O valor da lavagem e drenagem peritoneal laparoscópica sem ressecção (para diverticulite perfurada e peritonite purulenta, Hinchey III) ainda não está totalmente esclarecido. Na actual directriz da DGVS, é mencionada como uma opção terapêutica e a sua utilização individual é considerada justificada [9]. No entanto, com base nos dados actuais, continua a não ser claro quais os pacientes que beneficiam deste procedimento e se uma ressecção deve ser efectuada posteriormente. As estenoses clinicamente relevantes, bem como as fístulas (colo-vesicais, colo-vaginais, colo-cutâneas) e os tumores conglomerados são geralmente indicações cirúrgicas claras.
Procedimento após diverticulite
A taxa de recorrência após uma diverticulite aguda depende da sua gravidade. Após uma diverticulite aguda sem complicações e também após a sua recorrência, a ressecção não tem de ser efectuada. Após uma diverticulite complicada, o risco de recorrência é elevado, pelo que a ressecção sigmóide deve ser discutida com o doente. Uma colonoscopia após a diverticulite ter sarado é recomendada em princípio (geralmente após 4-6 semanas), embora os dados para tal sejam bastante finos [10]. Em princípio, o objectivo é confirmar o diagnóstico e excluir outras patologias, especialmente uma patologia maligna.
Infelizmente, não existe uma estratégia comprovada para prevenir a recorrência da diverticulite. Apesar da falta de uma base de dados clara, a ingestão de uma dieta rica em fibras é geralmente recomendada. Mesalazina, probióticos e rifaximina (um antibiótico não absorvível) não têm efeito protector e geralmente não devem ser prescritos [11].
Literatura:
- Yamada E, et al: Associação entre a localização da doença diverticular e a síndrome do cólon irritável: um estudo multicêntrico no Japão. Am J Gastroenterol 2014; 109(12): 1900-1905.
- Shahedi K, et al: Risco a longo prazo de diverticulite aguda entre pacientes com diverticulite incidental encontrada durante a colonoscopia. Clin Gastroenterol Hepatol 2013; 11(12): 1609-1613.

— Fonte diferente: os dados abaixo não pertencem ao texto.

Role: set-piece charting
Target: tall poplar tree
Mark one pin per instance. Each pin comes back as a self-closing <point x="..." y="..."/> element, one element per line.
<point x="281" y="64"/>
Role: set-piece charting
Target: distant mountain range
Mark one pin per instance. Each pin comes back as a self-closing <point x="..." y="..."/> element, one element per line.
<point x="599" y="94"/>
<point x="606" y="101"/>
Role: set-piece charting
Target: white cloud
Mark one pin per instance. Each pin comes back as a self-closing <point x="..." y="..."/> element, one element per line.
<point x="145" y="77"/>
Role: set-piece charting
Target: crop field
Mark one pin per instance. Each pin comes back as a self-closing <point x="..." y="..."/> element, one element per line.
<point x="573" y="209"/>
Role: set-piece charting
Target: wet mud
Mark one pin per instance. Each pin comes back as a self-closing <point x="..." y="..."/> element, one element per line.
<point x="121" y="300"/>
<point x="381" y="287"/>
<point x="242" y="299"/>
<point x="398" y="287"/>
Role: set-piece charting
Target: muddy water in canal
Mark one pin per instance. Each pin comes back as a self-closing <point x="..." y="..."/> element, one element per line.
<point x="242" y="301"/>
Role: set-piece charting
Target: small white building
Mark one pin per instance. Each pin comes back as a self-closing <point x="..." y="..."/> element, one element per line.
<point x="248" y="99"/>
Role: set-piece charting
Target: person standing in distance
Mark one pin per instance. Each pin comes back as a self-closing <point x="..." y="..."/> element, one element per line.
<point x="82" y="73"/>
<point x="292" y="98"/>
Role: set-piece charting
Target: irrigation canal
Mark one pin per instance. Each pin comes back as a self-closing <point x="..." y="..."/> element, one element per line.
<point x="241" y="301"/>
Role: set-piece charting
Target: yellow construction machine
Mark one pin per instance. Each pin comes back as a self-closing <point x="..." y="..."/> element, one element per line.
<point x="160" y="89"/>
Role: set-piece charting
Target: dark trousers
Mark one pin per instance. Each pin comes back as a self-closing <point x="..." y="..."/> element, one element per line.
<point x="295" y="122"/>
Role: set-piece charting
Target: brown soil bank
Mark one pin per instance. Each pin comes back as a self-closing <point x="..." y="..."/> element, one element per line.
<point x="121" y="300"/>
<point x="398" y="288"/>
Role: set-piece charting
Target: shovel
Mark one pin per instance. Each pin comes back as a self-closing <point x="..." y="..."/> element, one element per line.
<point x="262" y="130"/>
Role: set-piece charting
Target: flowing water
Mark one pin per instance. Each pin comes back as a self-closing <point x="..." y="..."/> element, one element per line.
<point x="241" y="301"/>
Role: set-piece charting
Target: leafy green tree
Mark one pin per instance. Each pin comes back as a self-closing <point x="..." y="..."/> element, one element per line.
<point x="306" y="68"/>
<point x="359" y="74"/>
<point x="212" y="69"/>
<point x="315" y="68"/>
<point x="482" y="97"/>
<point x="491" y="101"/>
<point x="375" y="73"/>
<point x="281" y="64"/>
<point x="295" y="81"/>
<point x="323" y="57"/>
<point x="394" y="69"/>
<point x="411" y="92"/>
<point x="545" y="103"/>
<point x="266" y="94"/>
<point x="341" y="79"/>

- Strate LL, et al: doença diverticular como uma doença crónica: evolução dos conhecimentos epidemiológicos e clínicos. Am J Gastroenterol 2012; 107(10): 1486-1493.
- Regenbogen SE, et al: Surgery for diverticulitis in the 21st century: a systematic review. JAMA Surg 2014; 149(3): 292-303.
- Schwerk WB, et al: Sonografia na diverticulite aguda do cólon. Um estudo prospectivo. Dis Colon Rectum 1992; 35(11): 1077-1184.
- Lameris W, et al: Ultra-sonografia de compressão graduada e tomografia computorizada em diverticulite cólica aguda. Eur Radiol 2008; 18(11): 2498-2511.
- Chabok A, et al: Ensaio clínico aleatório de antibióticos em diverticulite aguda não complicada. Br J Cirurgia 2012; 99(4): 532-539.
- Brandt et al: Drenagem percutânea guiada por tomografia computorizada versus antibioterapia apenas para diverticulite Hinchey II: um estudo de controlo de casos. Dis Colon Rectum 2006; 49(10): 1533-1538.
- Directriz S2k de doença diverticular/diverticulite. Sociedade Alemã de Gastroenterologia, Doenças Digestivas e Metabólicas, DGVS, 2014.
- De Vries HS, et al: A colonoscopia de rotina não é necessária em diverticulite descomplicada: uma revisão sistemática. Surg Endosc 2014; 28(7): 2039-2047.
- Tursi A: Prevenir a diverticulite aguda recorrente com terapias farmacológicas. Ther Adv Chronic Dis 2013; 4(6): 277-286.